Gabriel
Théodore, rouge de colère, fait un pas vers Clémence, le regard noir, mais il n’a pas le temps d’aller plus loin. Léo et Julien se placent aussitôt devant lui, formant une barrière entre lui et Clem.
– Si tu veux toucher ne serait-ce qu’un seul de ses cheveux, il faudra d’abord passer sur nous, dit Julien d’un ton calme mais menaçant.
Léo croise les bras et ajoute avec un sourire en coin :
– Et je te préviens, je ne suis pas du genre à me laisser marcher dessus.
Le silence se fait, pesant.
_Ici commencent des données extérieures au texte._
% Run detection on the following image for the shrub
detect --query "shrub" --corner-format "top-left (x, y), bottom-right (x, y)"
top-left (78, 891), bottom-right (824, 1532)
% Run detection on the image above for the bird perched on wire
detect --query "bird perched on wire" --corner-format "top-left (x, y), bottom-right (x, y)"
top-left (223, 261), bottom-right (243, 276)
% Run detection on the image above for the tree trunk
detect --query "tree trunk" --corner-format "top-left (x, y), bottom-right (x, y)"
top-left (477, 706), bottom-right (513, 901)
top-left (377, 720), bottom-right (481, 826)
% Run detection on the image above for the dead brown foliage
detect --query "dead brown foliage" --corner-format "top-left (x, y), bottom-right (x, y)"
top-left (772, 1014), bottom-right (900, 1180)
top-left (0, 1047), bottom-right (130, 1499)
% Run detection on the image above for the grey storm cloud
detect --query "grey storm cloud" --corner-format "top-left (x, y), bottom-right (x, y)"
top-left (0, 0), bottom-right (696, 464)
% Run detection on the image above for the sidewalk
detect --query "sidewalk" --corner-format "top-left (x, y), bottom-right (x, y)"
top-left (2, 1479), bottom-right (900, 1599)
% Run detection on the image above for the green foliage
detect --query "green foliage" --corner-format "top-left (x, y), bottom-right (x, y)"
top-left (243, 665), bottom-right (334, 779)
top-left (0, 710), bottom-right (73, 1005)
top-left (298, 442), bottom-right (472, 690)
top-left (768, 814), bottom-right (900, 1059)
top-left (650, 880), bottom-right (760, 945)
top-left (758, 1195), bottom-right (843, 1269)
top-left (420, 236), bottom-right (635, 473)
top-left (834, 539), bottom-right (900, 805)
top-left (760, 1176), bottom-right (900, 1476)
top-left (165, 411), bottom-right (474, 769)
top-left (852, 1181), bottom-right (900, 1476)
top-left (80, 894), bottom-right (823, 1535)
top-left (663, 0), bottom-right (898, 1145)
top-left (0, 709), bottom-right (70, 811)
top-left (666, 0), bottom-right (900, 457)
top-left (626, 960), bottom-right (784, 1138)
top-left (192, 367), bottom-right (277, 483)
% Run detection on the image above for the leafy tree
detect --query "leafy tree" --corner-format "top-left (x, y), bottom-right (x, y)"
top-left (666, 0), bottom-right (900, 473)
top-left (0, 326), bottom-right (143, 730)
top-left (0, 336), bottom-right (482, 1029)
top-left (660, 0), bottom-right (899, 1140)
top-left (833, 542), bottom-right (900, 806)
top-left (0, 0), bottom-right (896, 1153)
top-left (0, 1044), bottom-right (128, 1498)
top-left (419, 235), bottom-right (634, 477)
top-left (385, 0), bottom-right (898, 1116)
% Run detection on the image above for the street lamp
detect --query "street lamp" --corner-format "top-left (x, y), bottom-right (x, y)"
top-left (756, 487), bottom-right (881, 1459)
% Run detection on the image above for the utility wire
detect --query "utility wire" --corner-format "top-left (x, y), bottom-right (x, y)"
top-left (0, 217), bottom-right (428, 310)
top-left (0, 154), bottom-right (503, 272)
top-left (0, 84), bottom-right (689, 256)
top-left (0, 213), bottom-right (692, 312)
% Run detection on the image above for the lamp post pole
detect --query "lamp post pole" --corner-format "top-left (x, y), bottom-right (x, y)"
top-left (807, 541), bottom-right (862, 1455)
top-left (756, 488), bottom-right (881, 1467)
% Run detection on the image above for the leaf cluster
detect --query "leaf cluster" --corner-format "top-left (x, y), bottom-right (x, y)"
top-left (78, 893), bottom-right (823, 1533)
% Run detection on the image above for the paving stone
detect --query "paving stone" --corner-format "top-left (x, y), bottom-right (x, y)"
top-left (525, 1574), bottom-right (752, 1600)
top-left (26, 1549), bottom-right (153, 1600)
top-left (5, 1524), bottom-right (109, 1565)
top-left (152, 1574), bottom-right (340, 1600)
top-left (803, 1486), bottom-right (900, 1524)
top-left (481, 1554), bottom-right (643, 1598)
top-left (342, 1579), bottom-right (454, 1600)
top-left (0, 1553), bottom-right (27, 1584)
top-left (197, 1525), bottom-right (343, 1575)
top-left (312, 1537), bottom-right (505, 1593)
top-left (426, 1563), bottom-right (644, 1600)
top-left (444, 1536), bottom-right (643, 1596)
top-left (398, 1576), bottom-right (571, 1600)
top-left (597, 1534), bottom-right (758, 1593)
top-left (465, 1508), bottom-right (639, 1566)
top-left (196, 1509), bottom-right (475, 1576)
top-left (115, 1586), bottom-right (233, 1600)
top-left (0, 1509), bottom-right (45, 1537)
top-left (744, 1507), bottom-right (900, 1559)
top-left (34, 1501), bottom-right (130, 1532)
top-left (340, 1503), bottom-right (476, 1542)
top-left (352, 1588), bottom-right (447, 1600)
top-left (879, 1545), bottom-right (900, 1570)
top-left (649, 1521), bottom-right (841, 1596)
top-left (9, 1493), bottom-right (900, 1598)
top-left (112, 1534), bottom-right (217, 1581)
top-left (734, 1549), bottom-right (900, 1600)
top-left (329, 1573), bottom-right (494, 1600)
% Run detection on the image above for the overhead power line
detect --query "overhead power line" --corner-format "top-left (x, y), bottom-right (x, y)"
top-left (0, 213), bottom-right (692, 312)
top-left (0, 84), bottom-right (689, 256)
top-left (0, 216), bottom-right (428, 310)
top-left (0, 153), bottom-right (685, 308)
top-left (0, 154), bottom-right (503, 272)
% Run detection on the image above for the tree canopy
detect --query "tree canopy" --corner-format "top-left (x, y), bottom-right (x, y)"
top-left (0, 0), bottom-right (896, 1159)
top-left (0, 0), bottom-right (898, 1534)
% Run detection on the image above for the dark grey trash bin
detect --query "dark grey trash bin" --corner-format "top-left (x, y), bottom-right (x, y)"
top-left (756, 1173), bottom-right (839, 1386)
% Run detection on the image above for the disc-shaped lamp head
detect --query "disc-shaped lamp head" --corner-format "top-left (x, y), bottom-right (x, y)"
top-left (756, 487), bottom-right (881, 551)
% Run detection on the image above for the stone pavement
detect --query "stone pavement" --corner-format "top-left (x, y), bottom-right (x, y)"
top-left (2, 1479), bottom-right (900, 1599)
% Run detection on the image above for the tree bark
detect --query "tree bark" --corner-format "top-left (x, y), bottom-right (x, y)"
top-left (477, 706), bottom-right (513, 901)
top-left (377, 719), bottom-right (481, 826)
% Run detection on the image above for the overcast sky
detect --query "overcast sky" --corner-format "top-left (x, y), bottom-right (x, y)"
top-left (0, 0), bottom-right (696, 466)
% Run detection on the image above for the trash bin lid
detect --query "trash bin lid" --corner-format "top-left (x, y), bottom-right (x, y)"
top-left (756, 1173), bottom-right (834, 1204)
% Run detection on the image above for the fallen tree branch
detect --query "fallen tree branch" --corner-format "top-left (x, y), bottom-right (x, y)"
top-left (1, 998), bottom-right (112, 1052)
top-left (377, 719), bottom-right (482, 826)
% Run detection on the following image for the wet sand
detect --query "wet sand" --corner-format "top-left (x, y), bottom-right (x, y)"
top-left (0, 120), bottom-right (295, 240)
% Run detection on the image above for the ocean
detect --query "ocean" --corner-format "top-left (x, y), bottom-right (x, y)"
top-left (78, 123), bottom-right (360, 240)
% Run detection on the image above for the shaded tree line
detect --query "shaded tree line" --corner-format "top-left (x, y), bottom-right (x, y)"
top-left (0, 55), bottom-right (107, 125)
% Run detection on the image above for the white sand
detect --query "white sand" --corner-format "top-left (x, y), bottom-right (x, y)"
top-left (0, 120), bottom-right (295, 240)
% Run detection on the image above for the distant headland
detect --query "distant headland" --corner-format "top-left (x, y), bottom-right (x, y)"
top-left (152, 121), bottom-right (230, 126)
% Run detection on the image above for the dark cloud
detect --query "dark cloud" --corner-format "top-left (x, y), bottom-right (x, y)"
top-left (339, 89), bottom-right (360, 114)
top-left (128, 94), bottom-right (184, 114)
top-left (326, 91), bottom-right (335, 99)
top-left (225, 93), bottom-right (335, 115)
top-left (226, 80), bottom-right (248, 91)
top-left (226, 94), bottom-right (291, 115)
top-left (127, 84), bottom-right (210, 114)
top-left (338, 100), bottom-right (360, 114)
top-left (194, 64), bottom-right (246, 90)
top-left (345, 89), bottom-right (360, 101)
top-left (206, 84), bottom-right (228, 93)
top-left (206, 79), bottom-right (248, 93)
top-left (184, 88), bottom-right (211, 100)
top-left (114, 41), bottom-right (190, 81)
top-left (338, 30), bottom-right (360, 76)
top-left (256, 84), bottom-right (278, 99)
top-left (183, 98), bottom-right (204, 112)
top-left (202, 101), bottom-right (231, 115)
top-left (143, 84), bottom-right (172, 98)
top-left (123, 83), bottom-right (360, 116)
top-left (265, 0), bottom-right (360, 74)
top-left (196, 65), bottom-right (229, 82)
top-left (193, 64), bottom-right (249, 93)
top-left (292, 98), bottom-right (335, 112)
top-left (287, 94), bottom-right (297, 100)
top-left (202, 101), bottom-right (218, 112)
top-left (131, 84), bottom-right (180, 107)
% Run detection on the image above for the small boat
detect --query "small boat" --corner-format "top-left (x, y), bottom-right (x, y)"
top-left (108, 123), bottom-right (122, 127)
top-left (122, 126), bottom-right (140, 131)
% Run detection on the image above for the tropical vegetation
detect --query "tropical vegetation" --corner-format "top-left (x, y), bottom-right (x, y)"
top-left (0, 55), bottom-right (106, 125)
Une tension presque palpable s’installe autour de nous, comme si l’air lui-même s’était chargé d’électricité. Théodore serre les poings, sa respiration courte et saccadée. Son regard oscille entre Léo et Julien, ses mâchoires crispées sous l’effort qu’il fait pour ne pas exploser.
Je peux voir ses doigts trembler légèrement avant qu’il ne les contracte à nouveau, ses jointures blanchissant sous la pression. Il hésite. Il est en colère, blessé, et peut-être même un peu humilié. Mais il n’est pas stupide. Il sait que s’il tente quoi que ce soit maintenant, il sera en infériorité numérique. Et surtout, il sait qu’il a déjà perdu bien avant d’avoir commencé.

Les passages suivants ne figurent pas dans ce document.